Review: Oh, how did I not find this book until now?
I'll give the very FEW downfalls, first.
It felt rushed towards the end, and I feel some of the most key events should undoubtedly been elaborated.
Next, WHY?? (is this not a movie YET??)
Incredibly moving, life changing.
The characters are so very well fleshed out, the smells, sounds, sights... were all so very REAL, I not only could see, smell, hear it all happening, most often it felt even deeper than that!
I felt like I knew the characters more than myself.
A perfect blend of tragedy, transendence, wonder, mystical beauty, a bit of wit, and life changing philosophical prose.
DO NOT~ pass this book up.

Rating: 5 stars
Summary: Extraordinary Insight
Review: One may judge the characters and the events of the separate sub-plots and how they come together in this book any number of ways. I enjoyed the creativity and the spiritual implications.
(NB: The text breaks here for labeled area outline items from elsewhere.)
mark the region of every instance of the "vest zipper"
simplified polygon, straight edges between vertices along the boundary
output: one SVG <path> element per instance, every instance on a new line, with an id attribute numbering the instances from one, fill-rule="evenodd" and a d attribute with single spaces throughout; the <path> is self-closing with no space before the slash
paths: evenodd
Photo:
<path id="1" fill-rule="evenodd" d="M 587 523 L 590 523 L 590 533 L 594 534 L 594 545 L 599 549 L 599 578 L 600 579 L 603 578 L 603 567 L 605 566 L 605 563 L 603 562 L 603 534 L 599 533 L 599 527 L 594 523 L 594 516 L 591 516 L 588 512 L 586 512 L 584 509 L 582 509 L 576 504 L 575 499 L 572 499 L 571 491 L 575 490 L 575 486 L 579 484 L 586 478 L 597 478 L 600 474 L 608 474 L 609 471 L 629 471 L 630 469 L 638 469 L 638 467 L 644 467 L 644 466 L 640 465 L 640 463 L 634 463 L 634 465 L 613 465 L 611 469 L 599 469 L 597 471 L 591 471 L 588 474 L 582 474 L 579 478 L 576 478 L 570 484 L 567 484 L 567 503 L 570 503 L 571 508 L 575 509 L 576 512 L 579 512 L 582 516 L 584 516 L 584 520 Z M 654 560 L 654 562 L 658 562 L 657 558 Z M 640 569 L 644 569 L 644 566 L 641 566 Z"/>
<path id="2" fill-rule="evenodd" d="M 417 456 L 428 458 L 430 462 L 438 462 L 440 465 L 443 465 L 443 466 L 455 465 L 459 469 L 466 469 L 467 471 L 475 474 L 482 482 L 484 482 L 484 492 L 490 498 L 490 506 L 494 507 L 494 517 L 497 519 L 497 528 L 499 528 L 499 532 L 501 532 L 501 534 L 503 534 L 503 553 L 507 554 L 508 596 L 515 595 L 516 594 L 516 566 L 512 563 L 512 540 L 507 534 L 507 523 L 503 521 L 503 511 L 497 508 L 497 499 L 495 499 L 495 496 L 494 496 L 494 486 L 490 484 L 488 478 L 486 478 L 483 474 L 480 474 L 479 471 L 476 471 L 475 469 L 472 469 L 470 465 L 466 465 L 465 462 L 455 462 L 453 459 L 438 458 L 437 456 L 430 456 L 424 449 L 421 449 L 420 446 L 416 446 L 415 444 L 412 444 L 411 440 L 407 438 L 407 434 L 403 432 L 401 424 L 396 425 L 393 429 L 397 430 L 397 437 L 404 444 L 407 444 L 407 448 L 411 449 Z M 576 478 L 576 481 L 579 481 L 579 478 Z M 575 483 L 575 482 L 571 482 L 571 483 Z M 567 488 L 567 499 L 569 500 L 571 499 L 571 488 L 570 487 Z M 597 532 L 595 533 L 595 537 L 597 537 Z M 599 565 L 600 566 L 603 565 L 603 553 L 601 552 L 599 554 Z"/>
But what I found extraordinary about "The Four Letters of Love" was the insight Williams has into human beings - the emotions and the sensations in particular, but also the choices we make in living every day, as a result of hundreds of moments (split second events) that occur all the time, which test and shape our character. For reasons we rarely understand, these moments open and close doors which have huge consequences on our lives.

I found myself going back and re-reading certain sections, either to enjoy them again, or to make sure I understood. The "quality per square inch" (I just made that ratio up) is about as high in this work as any I've ever had the pleasure to read.

Anyway, I thought the book very well written, each page a justification in its own right. My thanks to the author.

Rating: 5 stars
Summary: Every sentence and paragraph a gem
Review: Part of my reading discipline is to keep an ongoing list of titles recommended to me by friends or reviewers, and keeping this list with me at my library and bookstores. Irish writer Niall Williams Four Letters of Love appeared on this list some time last year, and I somewhat hesitantly checked it out of my library when it last became available. Given the title, I thought it would be too much of a "women's book."

What a delight!! This is a story of a young man (Nicholas) whose father is told by God to quit work as a bureaucrat and paint. Off an island of Ireland, a young boy (Sean) falls mute and lame while playing with his sister, Isabel, and Isabel goes off to the mainland for school and, it seems, a loveless marriage. Through serendipity, Nicholas comes to the island to recover the painting of his now-dead father given as a poetry prize to Isabel's father, somehow cures Sean, then falls hopelessly in love with the now-married Isabel. Although Isabel's mother destroys the love letters written by the pining Sean to the unhappy Isabel (the "Letters of Love"), William's vision -- sort of a combined Irish folklore and magical realism -- makes clear that the love of Isabel and Nicholas is inevitable, and nothing her mom (or anyone else) might do will keep them apart.

Every sentence and paragraph of this fine book is a gem. William's powers of description and characterizations are so strong that I believe he would make a dictionary interesting. That he applies these formidable skills to this beautiful story redounds to the reader's great pleasure. Savor this book, its language and characters, and its most satisfying ending!